-
Notifications
You must be signed in to change notification settings - Fork 1
Description
MARINE's behaviour when encountering reads without MD tags (e.g. a user never ran the equivalent of samtools calmd or there are unmapped reads in the bam) is not ideal.
If MARINE encounters a read that is missing an MD tag while iterating through a contig interval, then it throws a warning message and immediately skips every read left to be processed in that interval (e.g. if an interval has 10,000 reads but the 500th read has no MD tag, then the next 9,500 reads will be skipped). This warning message does not stop MARINE, and there is no indication to the user that any reads have been skipped.
To see an example of this behaviour, we can run marine on the following small example which includes unmapped reads:
/tscc/lustre/ddn/scratch/kflanagan/Tau_marine_run/one_circ_files/one_circ_unmapped.bam
using the commands:
module load marine
python /tscc/projects/ps-yeolab3/kflanagan/MARINE-1.0.9-alpha/marine.py --bam_filepath /tscc/lustre/ddn/scratch/kflanagan/Tau_marine_run/one_circ_files/one_circ_unmapped.bam --output_folder ./results --strandedness 0 --cores 16 --contigs "chr1:145631664|145706593" --bedgraphs "CT" --paired_end --num_intervals_per_contig 2 --keep_intermediate_files
This will throw a warning message (copied below), but will not prevent MARINE from completing its run.
It seems like there is an MD tag missing "tag 'MD' not present" Failed getting read info on LH00444:108:22C2FVLT4:1:2453:9303:25682 69 chr1:145631664|145706593 74931 0 * = 74931 0 GTGTTGGGACCAAAACTTCACATCAAATTGGATTCCCAGATAATTCACAGTGATCTCAATGCCTCTTGTGACAGGATCCGTTTTCCCAACTCGATCAAAAACAATATTGATGGTAGCCTTTTCTTTTTGCTTATGATCATATCCATGGTTT IIIIIIIIIIIIIIIIIIIIIIIIIIIIIIIIIIIIIIIIIIIIIIIIIIIIIIIIIIIIIIIIIIIIIIIIIIIIIIIIIIIIIIIIIIIIIIIIIIIIIIIIIIIIIIIIIIIIIIIIIIIIIIIIIIIIIIIIIIIIIIIIIIIIIII YT:Z:UP, local variable 'md_tag' referenced before assignment
When we check the .tsv files within ./results/edit_info to look at the individual edits found in each interval, we will find that the first interval has no edits whatsoever as one of the very first reads in this interval was unmapped. Furthermore, the second interval has only 126 edits when in reality there are nearly 1000 edits in that interval.
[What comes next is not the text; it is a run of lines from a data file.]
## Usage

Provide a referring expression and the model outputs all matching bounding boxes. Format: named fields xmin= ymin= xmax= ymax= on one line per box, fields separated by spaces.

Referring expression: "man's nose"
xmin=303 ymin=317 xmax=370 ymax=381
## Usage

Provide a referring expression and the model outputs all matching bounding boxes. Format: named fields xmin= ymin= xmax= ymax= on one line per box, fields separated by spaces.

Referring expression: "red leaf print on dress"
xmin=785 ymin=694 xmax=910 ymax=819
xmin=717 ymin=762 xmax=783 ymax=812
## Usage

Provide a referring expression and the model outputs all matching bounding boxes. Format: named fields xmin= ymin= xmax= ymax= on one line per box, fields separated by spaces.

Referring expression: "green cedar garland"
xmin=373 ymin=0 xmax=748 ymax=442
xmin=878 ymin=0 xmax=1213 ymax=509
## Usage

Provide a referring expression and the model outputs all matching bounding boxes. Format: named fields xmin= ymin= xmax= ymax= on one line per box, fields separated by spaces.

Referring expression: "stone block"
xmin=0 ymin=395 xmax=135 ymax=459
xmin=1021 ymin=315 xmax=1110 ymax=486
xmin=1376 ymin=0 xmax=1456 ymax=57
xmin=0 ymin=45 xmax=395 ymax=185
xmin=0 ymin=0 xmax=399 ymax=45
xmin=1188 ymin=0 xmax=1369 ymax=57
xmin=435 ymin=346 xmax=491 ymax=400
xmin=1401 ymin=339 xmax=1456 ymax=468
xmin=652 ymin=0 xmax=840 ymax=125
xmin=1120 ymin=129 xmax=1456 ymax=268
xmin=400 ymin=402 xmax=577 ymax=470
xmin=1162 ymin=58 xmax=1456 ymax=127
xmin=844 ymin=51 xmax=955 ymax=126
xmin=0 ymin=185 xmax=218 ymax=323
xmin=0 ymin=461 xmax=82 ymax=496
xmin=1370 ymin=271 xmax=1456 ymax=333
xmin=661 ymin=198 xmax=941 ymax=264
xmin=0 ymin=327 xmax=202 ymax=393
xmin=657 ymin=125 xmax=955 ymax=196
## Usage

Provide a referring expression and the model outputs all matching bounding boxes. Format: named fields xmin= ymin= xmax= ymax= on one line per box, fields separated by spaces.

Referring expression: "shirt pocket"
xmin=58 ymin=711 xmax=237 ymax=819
I would recommend making it so that MARINE stops entirely when it encounters a read without an MD tag. This can be done quite easily by replacing the break in line 182 of src/core.py with a raise() of some kind. It may also be helpful to include suggestions for how to fix the problem in the error message, such as directing them to readme instruction on removing unmapped reads and adding the MD tag.
An alternative solution would be to replace the break in line 182 of src/core.py with a continue so that it ignores the read and keeps going, but given that this could potentially generate millions of warning messages, it would require time and care to implement.